A statement from SRHS shared with The Greenville News stated, "Spartanburg Regional Healthcare System is evaluating the impact of the Roe v. Wade ruling and the Fetal Heartbeat Act on our patients and providers. We remain committed to the health and wellness of all patients, including those seeking emergency medical care, and to complying with all state and federal regulations"

Similarly, Heather Woolwine, director of public affairs and media relations at MUSC, wrote: "At MUSC, our care focus has always been and will continue to be on the health of both mother and baby. When complications arise during a pregnancy, our providers are medically and ethically obligated to explain all options to their patients. MUSC and its care providers will continue to provide the most appropriate and safest care possible while complying with South Carolina law."

However, practitioners have not received much guidance on how to interpret the law internally.

An internal email sent to doctors at Prisma Health the evening of June 28 and reviewed by The Greenville News alerted physicians that the health care company's legal team was working with medical professionals across the state to provide clarification for how the law's exceptions will be interpreted and enforced. Further guidance was said to follow later in the week.

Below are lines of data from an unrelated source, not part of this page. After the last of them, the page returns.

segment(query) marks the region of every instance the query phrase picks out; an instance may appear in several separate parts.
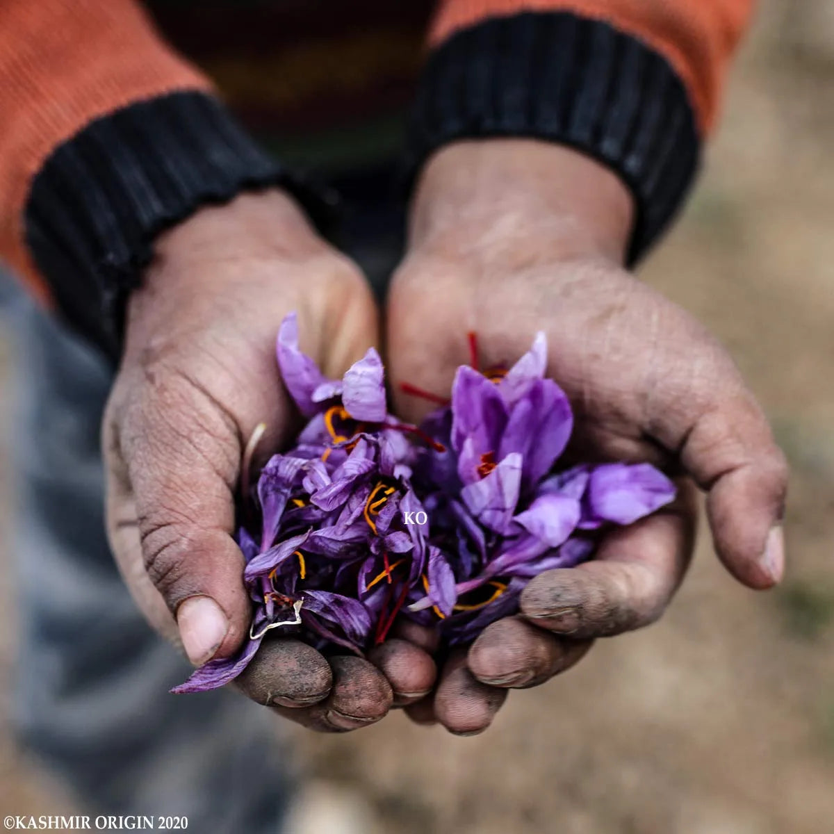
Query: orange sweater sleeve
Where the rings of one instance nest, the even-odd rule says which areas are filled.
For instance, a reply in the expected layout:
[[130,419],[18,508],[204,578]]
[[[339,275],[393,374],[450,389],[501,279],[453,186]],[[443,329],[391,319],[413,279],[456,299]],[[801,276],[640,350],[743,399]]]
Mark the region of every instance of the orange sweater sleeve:
[[570,12],[602,20],[669,62],[706,133],[715,123],[725,71],[753,5],[754,0],[442,0],[430,42],[436,46],[486,18],[521,12]]
[[23,210],[50,153],[118,108],[209,86],[132,0],[0,3],[0,258],[36,295],[48,292],[23,244]]

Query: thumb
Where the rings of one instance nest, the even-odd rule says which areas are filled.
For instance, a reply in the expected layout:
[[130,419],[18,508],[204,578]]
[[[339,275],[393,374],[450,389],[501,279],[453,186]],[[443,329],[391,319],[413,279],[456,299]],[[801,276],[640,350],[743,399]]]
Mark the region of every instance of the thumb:
[[[188,659],[202,665],[233,654],[251,619],[232,538],[241,435],[220,404],[183,379],[133,399],[110,446],[123,461],[144,570]],[[116,555],[126,576],[135,573],[125,570],[129,554]]]

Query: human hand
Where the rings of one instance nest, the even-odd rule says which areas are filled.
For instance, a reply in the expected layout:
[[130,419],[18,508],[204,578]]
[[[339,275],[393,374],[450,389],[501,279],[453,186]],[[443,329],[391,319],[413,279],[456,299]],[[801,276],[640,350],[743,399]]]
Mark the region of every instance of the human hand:
[[[296,311],[305,351],[339,377],[376,342],[377,310],[358,269],[278,190],[166,232],[144,279],[104,417],[108,531],[145,616],[202,665],[233,655],[249,630],[232,539],[244,446],[265,421],[263,461],[298,428],[276,366],[279,326]],[[353,729],[434,683],[433,661],[412,644],[378,654],[384,674],[272,639],[238,683],[307,726]]]
[[[395,410],[430,406],[406,381],[448,396],[477,334],[482,367],[511,363],[538,330],[548,374],[575,414],[580,460],[647,460],[707,493],[713,540],[741,582],[778,582],[786,470],[767,422],[720,344],[684,310],[623,269],[631,198],[618,178],[565,148],[522,139],[465,142],[424,169],[408,253],[388,302]],[[508,688],[568,668],[597,636],[662,613],[691,555],[695,509],[684,482],[670,507],[601,543],[594,560],[532,580],[518,615],[455,655],[417,721],[459,733],[489,725]]]

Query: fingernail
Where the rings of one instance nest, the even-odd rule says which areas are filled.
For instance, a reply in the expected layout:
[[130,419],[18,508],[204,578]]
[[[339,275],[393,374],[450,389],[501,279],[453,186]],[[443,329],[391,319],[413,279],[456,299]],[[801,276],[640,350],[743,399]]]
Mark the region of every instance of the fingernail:
[[177,610],[177,626],[188,660],[200,666],[211,660],[229,631],[229,620],[210,596],[188,597]]
[[561,634],[570,634],[580,626],[579,609],[575,606],[556,608],[550,610],[524,611],[530,620],[546,620],[547,628]]
[[422,701],[430,691],[430,689],[424,689],[419,692],[394,692],[394,706],[404,706],[406,704],[413,703],[415,701]]
[[510,675],[503,675],[500,677],[479,677],[478,680],[490,686],[525,686],[535,677],[535,671],[523,671],[513,672]]
[[328,710],[324,716],[324,720],[334,730],[356,730],[359,727],[374,724],[381,717],[381,716],[376,716],[373,718],[364,716],[347,716],[338,710]]
[[765,542],[765,552],[759,564],[773,580],[774,585],[781,580],[785,572],[785,535],[780,525],[771,528]]

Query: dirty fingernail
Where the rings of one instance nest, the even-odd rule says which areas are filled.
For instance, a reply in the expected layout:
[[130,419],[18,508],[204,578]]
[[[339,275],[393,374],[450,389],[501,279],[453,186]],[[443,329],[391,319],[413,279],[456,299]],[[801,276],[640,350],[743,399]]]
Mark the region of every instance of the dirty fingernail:
[[525,615],[540,626],[551,631],[570,634],[580,626],[579,609],[574,606],[556,608],[550,610],[525,610]]
[[774,584],[781,580],[785,572],[785,535],[780,525],[771,527],[767,534],[765,551],[761,555],[760,564],[773,580]]
[[210,596],[192,596],[177,610],[177,626],[183,648],[195,666],[211,660],[220,647],[229,620]]

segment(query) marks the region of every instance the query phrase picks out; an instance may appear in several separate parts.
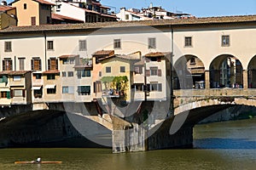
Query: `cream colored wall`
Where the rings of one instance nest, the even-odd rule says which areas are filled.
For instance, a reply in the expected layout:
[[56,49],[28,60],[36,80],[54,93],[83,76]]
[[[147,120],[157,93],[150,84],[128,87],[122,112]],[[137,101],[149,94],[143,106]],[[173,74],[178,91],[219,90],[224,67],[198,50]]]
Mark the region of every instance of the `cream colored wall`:
[[[11,58],[13,60],[13,70],[15,70],[15,59],[16,56],[16,71],[19,71],[19,58],[25,59],[25,71],[31,70],[31,60],[33,57],[40,57],[42,61],[42,71],[44,70],[44,37],[40,37],[38,35],[30,35],[31,37],[23,37],[20,38],[20,35],[15,37],[5,37],[1,38],[0,44],[3,47],[0,51],[1,60],[3,58]],[[39,35],[42,36],[42,35]],[[12,52],[4,52],[4,42],[11,42]],[[3,65],[1,64],[1,70]]]
[[0,14],[0,30],[9,26],[15,26],[16,24],[17,20],[10,15],[5,13]]
[[166,60],[161,60],[161,62],[157,61],[151,61],[146,63],[146,69],[150,70],[150,67],[158,67],[158,69],[161,70],[161,76],[147,76],[147,84],[150,84],[150,82],[157,82],[158,83],[162,84],[162,91],[154,91],[149,92],[149,96],[148,96],[148,99],[166,99],[166,86],[167,86],[167,80],[166,80]]
[[[131,100],[131,69],[130,65],[131,61],[127,60],[123,60],[119,58],[112,58],[109,60],[106,60],[102,62],[102,77],[103,76],[126,76],[128,78],[128,83],[127,83],[127,89],[126,92],[125,92],[126,95],[126,100]],[[107,73],[106,72],[106,67],[110,66],[111,67],[111,72]],[[125,72],[120,72],[120,66],[125,67]],[[102,90],[106,89],[106,87],[104,83],[102,83]]]
[[[230,47],[221,46],[221,37],[224,35],[230,36]],[[192,37],[193,47],[184,47],[185,37]],[[247,69],[256,54],[255,28],[174,31],[174,62],[183,55],[193,54],[202,60],[206,70],[209,70],[211,62],[222,54],[235,56],[241,62],[243,69]]]
[[[24,9],[26,3],[26,9]],[[31,17],[36,17],[36,25],[39,25],[39,3],[32,0],[20,0],[12,4],[16,7],[18,26],[31,26]]]
[[40,4],[39,5],[39,25],[44,25],[44,24],[49,24],[47,23],[47,17],[49,17],[49,19],[51,19],[51,7],[49,5],[49,9],[44,9],[44,8],[42,8],[44,4]]
[[[92,82],[94,82],[96,81],[101,81],[101,78],[102,77],[102,76],[100,76],[99,72],[102,71],[102,63],[96,64],[95,57],[92,58],[92,63],[93,63],[93,65],[92,65],[93,70],[91,71]],[[93,94],[93,98],[94,99],[101,99],[102,94],[101,92]]]
[[[42,100],[44,102],[61,102],[61,81],[60,80],[60,76],[55,75],[55,80],[47,80],[47,76],[42,76],[44,79],[44,87],[43,87],[43,98]],[[56,93],[55,94],[47,94],[47,88],[45,88],[46,85],[56,85]]]

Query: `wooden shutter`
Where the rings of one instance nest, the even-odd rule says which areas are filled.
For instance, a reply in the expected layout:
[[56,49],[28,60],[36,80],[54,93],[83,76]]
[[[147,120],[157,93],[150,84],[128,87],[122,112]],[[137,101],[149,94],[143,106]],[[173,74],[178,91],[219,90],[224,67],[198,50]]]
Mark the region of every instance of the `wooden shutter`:
[[157,76],[162,76],[162,71],[160,69],[157,70]]
[[23,98],[26,97],[26,90],[25,90],[25,89],[22,90],[22,97],[23,97]]
[[48,65],[48,71],[50,70],[50,60],[49,59],[47,60],[47,65]]
[[31,26],[36,26],[36,17],[31,17]]
[[9,71],[13,71],[13,60],[9,60],[7,62],[9,62]]
[[10,90],[10,98],[14,98],[14,90]]
[[3,71],[5,71],[6,68],[5,68],[5,60],[3,60]]
[[33,62],[33,60],[31,60],[31,70],[32,71],[34,70],[34,62]]
[[161,62],[161,57],[157,58],[157,62]]
[[39,71],[42,71],[41,60],[38,60],[39,62]]
[[149,70],[146,70],[146,76],[150,76],[150,71]]
[[58,70],[58,60],[55,60],[55,69]]

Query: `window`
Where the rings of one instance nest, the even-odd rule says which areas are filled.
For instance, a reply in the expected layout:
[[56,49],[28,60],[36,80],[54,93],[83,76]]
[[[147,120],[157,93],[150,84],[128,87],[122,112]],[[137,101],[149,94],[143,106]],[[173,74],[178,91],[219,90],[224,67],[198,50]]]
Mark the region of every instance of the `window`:
[[47,41],[47,49],[48,50],[53,50],[54,49],[53,41]]
[[24,71],[25,58],[19,58],[20,71]]
[[4,52],[12,52],[12,42],[4,42]]
[[221,37],[221,45],[223,47],[227,47],[227,46],[230,46],[230,36],[222,36]]
[[35,16],[31,17],[31,26],[36,26],[36,17]]
[[54,88],[47,88],[47,94],[56,94],[56,87]]
[[113,48],[121,48],[121,39],[113,40]]
[[111,73],[111,67],[110,66],[106,67],[106,72],[107,73]]
[[120,72],[125,72],[125,67],[120,66]]
[[148,38],[148,49],[155,49],[156,48],[156,43],[155,43],[154,37]]
[[36,76],[36,79],[41,79],[41,73],[35,73],[34,76]]
[[135,74],[143,74],[143,67],[142,66],[136,66],[134,67]]
[[32,59],[31,60],[31,69],[32,71],[41,71],[41,60]]
[[133,85],[136,92],[143,92],[143,84],[134,84]]
[[192,47],[192,37],[185,37],[185,47]]
[[62,94],[74,94],[73,86],[63,86]]
[[55,74],[49,74],[47,75],[47,80],[55,80]]
[[93,82],[94,93],[102,92],[102,82],[100,81],[96,81]]
[[67,76],[67,72],[66,71],[62,71],[61,75],[62,75],[62,76]]
[[90,71],[87,70],[82,70],[82,71],[78,71],[78,78],[81,77],[90,77]]
[[68,86],[62,87],[62,94],[68,94]]
[[48,60],[48,70],[58,70],[58,60],[56,59]]
[[150,83],[150,91],[157,91],[157,92],[161,92],[162,91],[162,84],[161,83],[157,83],[157,82],[152,82]]
[[195,57],[192,57],[190,59],[190,65],[195,65]]
[[90,95],[90,86],[78,86],[79,95]]
[[86,40],[80,40],[79,41],[79,51],[86,51]]
[[67,71],[67,76],[73,76],[73,71]]
[[25,94],[23,94],[23,90],[14,90],[14,97],[25,97],[25,95],[23,95]]
[[150,67],[150,76],[157,76],[157,67]]
[[7,98],[7,92],[1,92],[1,98]]
[[19,82],[21,81],[21,76],[14,76],[14,82]]
[[125,14],[125,20],[129,20],[129,14]]
[[10,59],[3,60],[3,71],[13,71],[13,61]]

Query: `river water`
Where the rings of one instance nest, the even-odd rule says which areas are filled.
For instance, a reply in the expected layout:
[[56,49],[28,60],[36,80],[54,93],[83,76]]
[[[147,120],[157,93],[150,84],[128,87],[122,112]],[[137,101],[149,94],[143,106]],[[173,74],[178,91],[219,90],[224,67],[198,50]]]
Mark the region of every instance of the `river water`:
[[[2,149],[0,169],[256,169],[256,118],[197,125],[194,149],[112,154],[110,149]],[[40,156],[61,164],[15,164]]]

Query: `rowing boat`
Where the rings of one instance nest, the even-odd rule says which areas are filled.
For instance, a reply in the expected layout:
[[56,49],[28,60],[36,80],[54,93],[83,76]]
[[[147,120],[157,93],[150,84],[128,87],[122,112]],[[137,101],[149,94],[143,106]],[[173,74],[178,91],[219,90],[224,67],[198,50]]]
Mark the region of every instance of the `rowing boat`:
[[15,164],[47,164],[47,163],[62,163],[62,162],[15,162]]

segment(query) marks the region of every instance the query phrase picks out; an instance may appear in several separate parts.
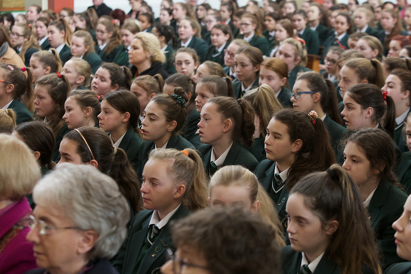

"Effective immediately, we very strongly recommend that every plan for any form of pregnancy termination be attested to and documented by two credentialed physicians," the email said. 

Prisma Health would not respond directly to requests to clarify or verify the email. 

"What if those doctors disagree? What if they agree and your anesthesiologist doesn't agree, or what if your scrub tech doesn't hand you the instruments because they think this is murder?" Gregory said. "I don't want to be talking politics in the midst of an emergency."

When asked if the state Attorney General's office will provide guidance or further details for what constitutes as a medical emergency via the new law, spokesperson Robert Kittle, said it's up to the courts. 

"Our office does not put out guidance on new laws. The law itself spells out any specifics that the legislature deemed necessary. If there are questions, it would be up to a court to determine the answers. Our office does not have the authority to do that," Kittle said in an email. "When our office issues opinions they do not carry the force of law, but simply express how we think a court might rule. It's ultimately up to a court to decide the issue. The same applies to this law—it would be up to a court to answer any questions or ambiguities with the law."

On Thursday, a South Carolina House committee will begin a series of public listening sessions to debate options for more restrictive legislation, starting with H.B. 5399. Gov. Henry McMaster has praised the fetal heartbeat bill and recently told reporters he "looks forward to a day when we don't have any abortions in South Carolina and we won't need exceptions." 

Gregory intends to submit her letter for testimony.

"I will risk my career because I took an oath that supersedes my medical license," Dr. Gregory said. "I'm not going to watch a woman die so I can follow the law, and if that means going to jail then so be it."